No sé si dar por iniciado un cambio de ciclo, me refiero tanto al económico como al social, o bien constatar que estamos en el ciclo del cambio.
 
Quizás el cambio se ha ido fraguando día a día pero no nos hemos dado cuenta de ello. La imparable y creciente conectividad nos ha cambiado la vida, ahora todo es inmediato, social y un único individuo, aíslado pero conectado, puede cambiarlo todo. Es el "efecto dominó" llevado a la práctica. La frontera de lo físico y lo virtual está desapareciendo y, cuando lo haga del todo, tampoco nos habremos dado cuenta de ello. Un buen día se nos destaparan los oídos con un simple 'pop' como cuando sales de bucear superficialmente. Entonces nos daremos cuenta que la política y la economía se han virtualizado y fusionado, que el dinero dejó de ser contante y sonante hace tiempo y que la vecinita del quinto, con la que hemos chateado íntimamente durante meses, es un chatbot hiperrealista al más puro estilo Eliza de los 60.
 
Hace tiempo descubrí que, si en la ruleta del casino apostáramos con billetes, las apuestas serían menores y los jugadores pondrían stop loss más bajos; hubo que inventar la ficha, el dinero virtual de plástico que con tanta facilidad se tira encima del tapete, casi despectivamente. Antiguamente comprar una acción requería una burocracia interminable que empezaba firmando papeles en el banco de turno, ordenar la compra de las acciones y que se ejecutase dicha orden en Madrid en el menor tiempo posible, tres días con suerte. Era lentísimo, no era adictivo, nada competitivo y se movía poco dinero. Hoy hemos pasado de eso a la compra-venta individual e íntima, sin límites, desde el ordenador de casa y al creciente HFT de los grandes.
 
En la red y en la tele no paramos de ver actos impunes de dictaduras caducas, de viejas glorias que se aferran a estatus medievales.

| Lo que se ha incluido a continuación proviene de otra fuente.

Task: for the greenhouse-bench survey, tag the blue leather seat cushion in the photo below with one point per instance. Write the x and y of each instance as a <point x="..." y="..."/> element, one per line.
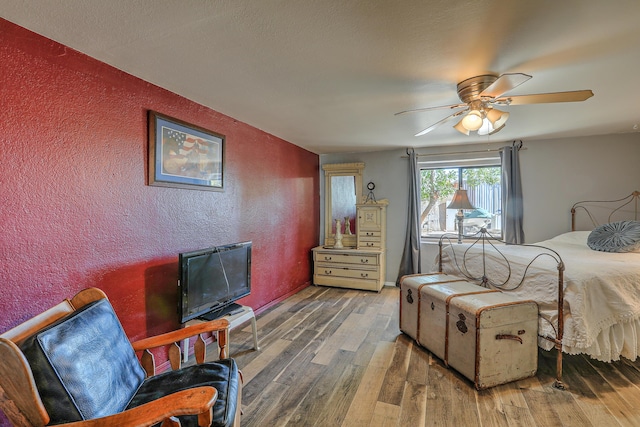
<point x="222" y="374"/>
<point x="84" y="365"/>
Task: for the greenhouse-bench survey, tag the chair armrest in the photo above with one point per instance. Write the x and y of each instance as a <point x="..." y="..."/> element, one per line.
<point x="180" y="334"/>
<point x="195" y="401"/>
<point x="171" y="339"/>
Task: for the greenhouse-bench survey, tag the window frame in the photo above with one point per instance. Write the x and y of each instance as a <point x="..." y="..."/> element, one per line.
<point x="460" y="166"/>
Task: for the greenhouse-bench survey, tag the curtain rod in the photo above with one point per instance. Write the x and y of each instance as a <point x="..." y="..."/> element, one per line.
<point x="489" y="150"/>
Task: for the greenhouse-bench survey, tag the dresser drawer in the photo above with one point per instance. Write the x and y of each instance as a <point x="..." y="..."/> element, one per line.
<point x="342" y="258"/>
<point x="353" y="273"/>
<point x="370" y="234"/>
<point x="370" y="245"/>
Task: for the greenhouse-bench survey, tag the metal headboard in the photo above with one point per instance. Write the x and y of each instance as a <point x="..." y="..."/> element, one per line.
<point x="616" y="206"/>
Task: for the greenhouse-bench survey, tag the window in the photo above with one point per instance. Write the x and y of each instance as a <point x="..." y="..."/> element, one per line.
<point x="437" y="187"/>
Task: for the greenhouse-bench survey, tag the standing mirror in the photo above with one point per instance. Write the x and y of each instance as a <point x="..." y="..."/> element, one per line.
<point x="343" y="189"/>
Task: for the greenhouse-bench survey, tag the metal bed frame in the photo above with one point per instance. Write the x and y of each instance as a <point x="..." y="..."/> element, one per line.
<point x="484" y="238"/>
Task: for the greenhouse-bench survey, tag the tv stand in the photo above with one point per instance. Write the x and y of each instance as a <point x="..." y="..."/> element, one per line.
<point x="236" y="314"/>
<point x="232" y="308"/>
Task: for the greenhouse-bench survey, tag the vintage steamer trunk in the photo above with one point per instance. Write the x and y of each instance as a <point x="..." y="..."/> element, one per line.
<point x="434" y="311"/>
<point x="410" y="287"/>
<point x="492" y="338"/>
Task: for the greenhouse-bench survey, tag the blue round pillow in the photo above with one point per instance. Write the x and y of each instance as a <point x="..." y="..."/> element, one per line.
<point x="620" y="236"/>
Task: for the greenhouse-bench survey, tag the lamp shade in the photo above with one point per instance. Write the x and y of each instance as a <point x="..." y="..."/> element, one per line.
<point x="473" y="120"/>
<point x="497" y="117"/>
<point x="460" y="128"/>
<point x="460" y="201"/>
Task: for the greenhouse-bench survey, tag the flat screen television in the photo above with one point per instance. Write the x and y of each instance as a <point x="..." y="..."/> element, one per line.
<point x="211" y="280"/>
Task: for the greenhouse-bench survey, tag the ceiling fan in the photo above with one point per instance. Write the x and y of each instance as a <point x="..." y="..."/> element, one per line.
<point x="481" y="94"/>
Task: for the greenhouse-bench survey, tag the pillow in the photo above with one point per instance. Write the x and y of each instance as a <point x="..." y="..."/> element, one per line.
<point x="620" y="236"/>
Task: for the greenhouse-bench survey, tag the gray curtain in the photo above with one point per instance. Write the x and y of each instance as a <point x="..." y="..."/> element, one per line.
<point x="512" y="211"/>
<point x="410" y="262"/>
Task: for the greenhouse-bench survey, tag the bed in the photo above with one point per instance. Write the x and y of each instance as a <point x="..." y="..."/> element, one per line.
<point x="589" y="300"/>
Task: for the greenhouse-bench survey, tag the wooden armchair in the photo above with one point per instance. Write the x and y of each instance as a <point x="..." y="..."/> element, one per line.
<point x="74" y="365"/>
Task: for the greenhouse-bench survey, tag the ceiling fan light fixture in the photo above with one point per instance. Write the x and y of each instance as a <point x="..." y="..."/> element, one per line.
<point x="488" y="129"/>
<point x="473" y="120"/>
<point x="460" y="128"/>
<point x="497" y="118"/>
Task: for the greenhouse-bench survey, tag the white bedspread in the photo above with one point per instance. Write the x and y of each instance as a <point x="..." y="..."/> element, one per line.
<point x="602" y="291"/>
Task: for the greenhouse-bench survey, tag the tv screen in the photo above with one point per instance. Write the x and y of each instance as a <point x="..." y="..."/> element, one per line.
<point x="212" y="279"/>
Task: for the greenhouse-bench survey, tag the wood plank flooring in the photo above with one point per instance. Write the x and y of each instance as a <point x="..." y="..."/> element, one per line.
<point x="335" y="357"/>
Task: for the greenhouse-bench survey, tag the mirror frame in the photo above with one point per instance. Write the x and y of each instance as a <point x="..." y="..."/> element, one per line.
<point x="340" y="169"/>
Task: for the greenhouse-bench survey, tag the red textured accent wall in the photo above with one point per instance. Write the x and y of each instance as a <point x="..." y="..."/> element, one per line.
<point x="76" y="210"/>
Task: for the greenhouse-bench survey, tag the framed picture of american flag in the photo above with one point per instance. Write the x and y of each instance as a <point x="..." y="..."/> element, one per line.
<point x="183" y="155"/>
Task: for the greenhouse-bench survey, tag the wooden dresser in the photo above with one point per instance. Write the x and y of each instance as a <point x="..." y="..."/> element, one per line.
<point x="362" y="267"/>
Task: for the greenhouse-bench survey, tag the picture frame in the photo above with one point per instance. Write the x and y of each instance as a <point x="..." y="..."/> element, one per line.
<point x="183" y="155"/>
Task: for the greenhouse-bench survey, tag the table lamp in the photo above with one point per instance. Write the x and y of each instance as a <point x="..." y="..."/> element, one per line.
<point x="460" y="201"/>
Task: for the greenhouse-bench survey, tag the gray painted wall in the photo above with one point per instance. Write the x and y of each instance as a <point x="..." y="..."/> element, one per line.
<point x="555" y="173"/>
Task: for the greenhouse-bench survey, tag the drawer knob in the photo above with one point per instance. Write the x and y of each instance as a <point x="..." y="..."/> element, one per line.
<point x="509" y="337"/>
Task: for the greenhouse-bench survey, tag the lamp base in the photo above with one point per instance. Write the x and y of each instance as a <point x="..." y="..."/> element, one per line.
<point x="460" y="222"/>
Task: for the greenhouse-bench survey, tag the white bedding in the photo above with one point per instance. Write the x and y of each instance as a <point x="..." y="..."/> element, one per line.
<point x="602" y="291"/>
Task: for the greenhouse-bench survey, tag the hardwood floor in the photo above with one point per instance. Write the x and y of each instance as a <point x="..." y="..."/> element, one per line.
<point x="335" y="357"/>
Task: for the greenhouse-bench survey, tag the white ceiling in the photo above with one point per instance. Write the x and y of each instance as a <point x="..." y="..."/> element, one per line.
<point x="328" y="75"/>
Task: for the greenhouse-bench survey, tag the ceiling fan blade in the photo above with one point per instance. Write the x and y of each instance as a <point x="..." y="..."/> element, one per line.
<point x="505" y="83"/>
<point x="417" y="110"/>
<point x="446" y="119"/>
<point x="547" y="98"/>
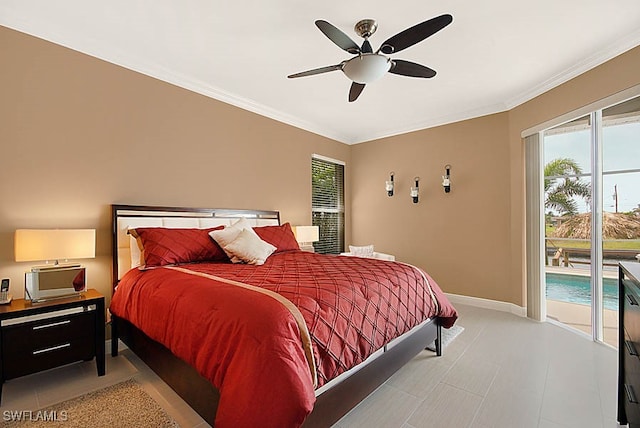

Movimientos sociales populares reclamando democratización, derechos y que el individuo existe por encima de sus dirigentes aunque estos hagan oídos sordos. Las denuncias ya no se presentan en los juzgados que siempre acaban juzgando tarde, sin contentar a nadie. Ahora todo se hace con la inmediatez que permite la tecnología, en directo, como en el 'Show de Truman' y sus consecuencias son imprevisibles.
 
Los mercados, siempre manipulables, los manipulamos todos en nuestra justa medida y el resultado es lo que todos hemos decidido aportando nuestro grano de arena. Sí, hay granos mucho más gordos que otros pero todos estamos ahí, al igual que el teorema del punto gordo y la recta astuta. No es que los mercados sean eficientes pero el resultado es el que nos hemos trabajado entre todos. Ya no es cosa de dos o tres sino de dos o tres millones de órdenes por segundo, proporción irreflexiva hecha al azar, evidentemente.
 
Todo cambia y, el que no se adapte, se quedará fuera o será engullido. Welcome to the real world! Al fin y al cabo seguimos hablando de la teoría de la evolución de Darwin ¿no?